Awesome. I wanna be Zombie Killer of the Week...
October's gonna be a good month for flicks.


----------



## Joiseygal (Sep 3, 2008)

Yes this is going to be a movie I must see in the theaters!


----------



## Zombies R Us (Jul 9, 2009)

OMG! This looks like a must see for me! Humour, great stars, zombies, what more could you ask for?


----------



## Sinister (Apr 18, 2004)

Age restricted trailer back up, y'all!

http://www.bloody-disgusting.com/film/2083


----------



## Johnny Thunder (Feb 24, 2006)

MTV is carrying a clip of the flick - check it out:

'Zombieland' Exclusive Clip | Video | MTV


----------



## Devils Chariot (May 23, 2007)

exciting!


----------



## Johnny Thunder (Feb 24, 2006)

Here's the 'final' trailer for the flick -

http://movies.yahoo.com/movie/1810061263/video/15509455

Looks like it might be a good time. Nothing overly serious here.


----------



## Master-Macabre (Sep 13, 2009)

YES!
Not a remake 
Good looking film
And still looks extremely funny


----------



## Johnny Thunder (Feb 24, 2006)

Opened in first place, and already talk of a sequel.

http://shocktilyoudrop.com/news/topnews.php?id=12123

I loved the flick, as I know my friend Sinister did. If you haven't, definitively go check this out out.

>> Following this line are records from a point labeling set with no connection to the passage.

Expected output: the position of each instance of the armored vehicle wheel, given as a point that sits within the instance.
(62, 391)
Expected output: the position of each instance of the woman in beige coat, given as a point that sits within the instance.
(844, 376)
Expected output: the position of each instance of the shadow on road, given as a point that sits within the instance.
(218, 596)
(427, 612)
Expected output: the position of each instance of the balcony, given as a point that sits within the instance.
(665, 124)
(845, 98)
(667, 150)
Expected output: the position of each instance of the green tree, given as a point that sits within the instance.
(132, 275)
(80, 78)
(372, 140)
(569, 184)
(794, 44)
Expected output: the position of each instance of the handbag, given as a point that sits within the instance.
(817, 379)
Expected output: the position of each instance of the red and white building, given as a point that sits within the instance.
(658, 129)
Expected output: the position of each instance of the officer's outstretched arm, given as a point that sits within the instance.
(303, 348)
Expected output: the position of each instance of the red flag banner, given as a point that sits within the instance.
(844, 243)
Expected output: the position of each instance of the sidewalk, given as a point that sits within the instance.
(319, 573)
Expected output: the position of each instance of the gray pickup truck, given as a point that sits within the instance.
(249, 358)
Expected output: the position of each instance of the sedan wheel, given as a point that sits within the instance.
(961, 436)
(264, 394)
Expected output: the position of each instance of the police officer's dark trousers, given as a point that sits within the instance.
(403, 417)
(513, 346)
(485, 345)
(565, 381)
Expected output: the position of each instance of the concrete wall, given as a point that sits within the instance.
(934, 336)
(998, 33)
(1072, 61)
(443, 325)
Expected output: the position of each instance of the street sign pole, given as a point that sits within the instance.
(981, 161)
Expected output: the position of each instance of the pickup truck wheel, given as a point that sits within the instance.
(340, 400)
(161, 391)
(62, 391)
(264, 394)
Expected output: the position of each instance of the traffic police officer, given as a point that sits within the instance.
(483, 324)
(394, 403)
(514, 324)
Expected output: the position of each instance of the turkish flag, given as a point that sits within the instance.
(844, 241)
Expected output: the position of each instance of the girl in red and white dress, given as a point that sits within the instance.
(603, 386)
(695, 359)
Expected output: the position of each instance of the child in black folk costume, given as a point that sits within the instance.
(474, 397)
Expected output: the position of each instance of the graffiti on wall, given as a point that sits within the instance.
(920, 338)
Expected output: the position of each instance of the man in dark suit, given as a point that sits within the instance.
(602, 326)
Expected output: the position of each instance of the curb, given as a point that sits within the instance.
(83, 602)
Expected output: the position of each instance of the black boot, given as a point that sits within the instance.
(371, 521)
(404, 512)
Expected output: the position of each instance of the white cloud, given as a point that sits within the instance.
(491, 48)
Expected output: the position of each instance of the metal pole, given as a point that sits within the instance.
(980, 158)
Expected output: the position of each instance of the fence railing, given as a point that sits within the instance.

Fun, funny and a great time.


----------



## BobC (Aug 23, 2005)

Great movie I hope they make another one....I dont want to ruin it but I really liked the BM part.


----------



## Johnny Thunder (Feb 24, 2006)

Bob, looks like all of us who enjoyed it may be in store for more of the gang:

http://www.mtv.com/movies/news/articles/1623010/story.jhtml


----------



## Zombies R Us (Jul 9, 2009)

I saw it last night and loved it! Absolutely excellent zombie effects and plenty of laughs. I too loved the BM part. Go see it now!


----------



## Haunted Bayou (Feb 16, 2007)

My nephew saw it and loved it. Talked the hubby into going to see it on Saturday, and I don't think I'll need a glass of wine and chicken nachos to get through this one.


----------



## sharpobject (May 7, 2008)

Saw it over the weekend - definately a fun time!


----------



## Joiseygal (Sep 3, 2008)

Ok I guess I will be the odd ball, but I just watched Zombieland last night and I didn't like it. I really liked the part with Bill Murray and they did have some funny scenes, but I thought it was boring. I have to say the scene with the lady getting thrown from the car was amazingly done. I guess I'm the only one because everyone else seem to like it.


----------